# labour has stopped, how long shall I leave??



## M40WFE (Jan 27, 2012)

Need some quick advice.........

How long would other breeders allow between the birth of kittens. I have had queens deliver a kitten and then nothing for several hours but now I am getting worried. First kitten was delivered 24 hours ago. Labour basically stopped and mum has been happy caring for kitten. There are stillmore kittens inside. I know this from observation and palpation and I can see them move. I did think labour was starting a couple of hours ago so I was happy and confident but it seems to have stopped again. 

Do I wait a little longer or is it time to make a trip. Obviously I have major concerns about anaestetics ect but when is enough enough.
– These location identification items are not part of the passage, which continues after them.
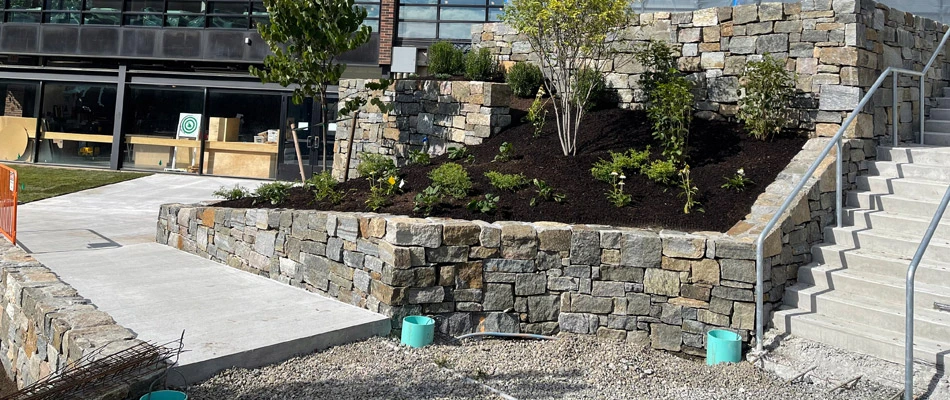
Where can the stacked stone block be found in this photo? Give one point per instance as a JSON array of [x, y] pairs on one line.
[[837, 48], [46, 325], [666, 288], [427, 115]]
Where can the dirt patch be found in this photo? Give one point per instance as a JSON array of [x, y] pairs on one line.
[[717, 150]]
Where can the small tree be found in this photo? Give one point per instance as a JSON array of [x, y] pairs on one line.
[[767, 103], [568, 36], [306, 38]]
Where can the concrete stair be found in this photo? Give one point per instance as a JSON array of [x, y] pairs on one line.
[[852, 295]]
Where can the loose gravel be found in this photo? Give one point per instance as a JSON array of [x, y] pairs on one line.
[[572, 367]]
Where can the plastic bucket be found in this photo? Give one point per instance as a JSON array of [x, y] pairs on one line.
[[723, 346], [165, 395], [417, 331]]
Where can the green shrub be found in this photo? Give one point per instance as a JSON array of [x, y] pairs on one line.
[[511, 182], [480, 65], [660, 171], [273, 192], [767, 104], [524, 79], [659, 63], [453, 179], [236, 193], [486, 205], [418, 157], [591, 80], [324, 187], [444, 58], [545, 192], [505, 152], [628, 161], [375, 166], [671, 112]]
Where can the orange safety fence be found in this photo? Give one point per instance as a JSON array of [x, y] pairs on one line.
[[9, 188]]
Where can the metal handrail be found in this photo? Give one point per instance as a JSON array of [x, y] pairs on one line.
[[836, 141]]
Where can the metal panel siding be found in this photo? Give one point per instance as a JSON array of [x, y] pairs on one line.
[[19, 38]]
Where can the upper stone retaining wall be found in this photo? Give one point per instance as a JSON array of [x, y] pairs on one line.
[[441, 113], [837, 48], [46, 325], [666, 287]]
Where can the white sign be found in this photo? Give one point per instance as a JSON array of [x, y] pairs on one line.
[[189, 125]]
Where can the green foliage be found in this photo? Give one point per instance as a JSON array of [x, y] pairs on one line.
[[306, 39], [659, 63], [445, 58], [670, 112], [236, 193], [453, 179], [537, 114], [511, 182], [737, 182], [769, 89], [505, 152], [484, 206], [660, 171], [590, 89], [374, 166], [690, 192], [559, 31], [418, 157], [545, 192], [457, 153], [629, 161], [378, 198], [324, 188], [273, 192], [426, 200], [615, 195], [524, 79], [480, 65]]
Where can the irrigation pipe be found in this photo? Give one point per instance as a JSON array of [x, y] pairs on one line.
[[506, 335]]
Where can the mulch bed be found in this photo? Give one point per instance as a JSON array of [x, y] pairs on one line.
[[716, 151]]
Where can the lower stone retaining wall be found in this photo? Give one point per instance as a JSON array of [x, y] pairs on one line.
[[46, 325], [664, 287]]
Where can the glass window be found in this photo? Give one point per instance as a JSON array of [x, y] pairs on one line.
[[462, 14], [417, 30], [77, 123], [150, 128], [19, 110], [144, 5]]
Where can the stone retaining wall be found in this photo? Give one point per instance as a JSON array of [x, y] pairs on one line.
[[634, 284], [437, 114], [46, 324], [837, 49]]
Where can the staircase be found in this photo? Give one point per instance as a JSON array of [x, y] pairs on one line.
[[852, 295]]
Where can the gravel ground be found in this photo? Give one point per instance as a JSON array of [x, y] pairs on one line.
[[574, 367]]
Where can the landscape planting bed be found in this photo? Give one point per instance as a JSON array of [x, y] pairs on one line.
[[717, 151]]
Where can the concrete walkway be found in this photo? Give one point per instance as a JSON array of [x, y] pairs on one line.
[[102, 242]]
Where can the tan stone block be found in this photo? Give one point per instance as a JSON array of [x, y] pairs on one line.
[[705, 271]]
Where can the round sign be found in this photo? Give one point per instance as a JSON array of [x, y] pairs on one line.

Mum is a british shorthair. 3 years old and its her second litter.


----------



## catcoonz (Aug 4, 2012)

My queen had another healthy kitten 36 hours after the first kittens had arrived, i phoned the vet and they wasnt too concerned, its when they are pushing for longer than 15 minutes you need to worry.


----------



## M40WFE (Jan 27, 2012)

Thats reasurred me a bit. She not pushing, not showing signs of being exhausted and has no temp or any thing. Just quiet happily snoozing whilst I stress and pace!!!!!hmy:


----------



## gskinner123 (Mar 10, 2010)

M40WFE said:


> I did think labour was starting a couple of hours ago so I was happy and confident but it seems to have stopped again


May I ask, what made you think labour was re-starting as per the above?


----------



## we love bsh's (Mar 28, 2011)

If im honest I myself would be a little worried by now and probably would have gone vets to check it out.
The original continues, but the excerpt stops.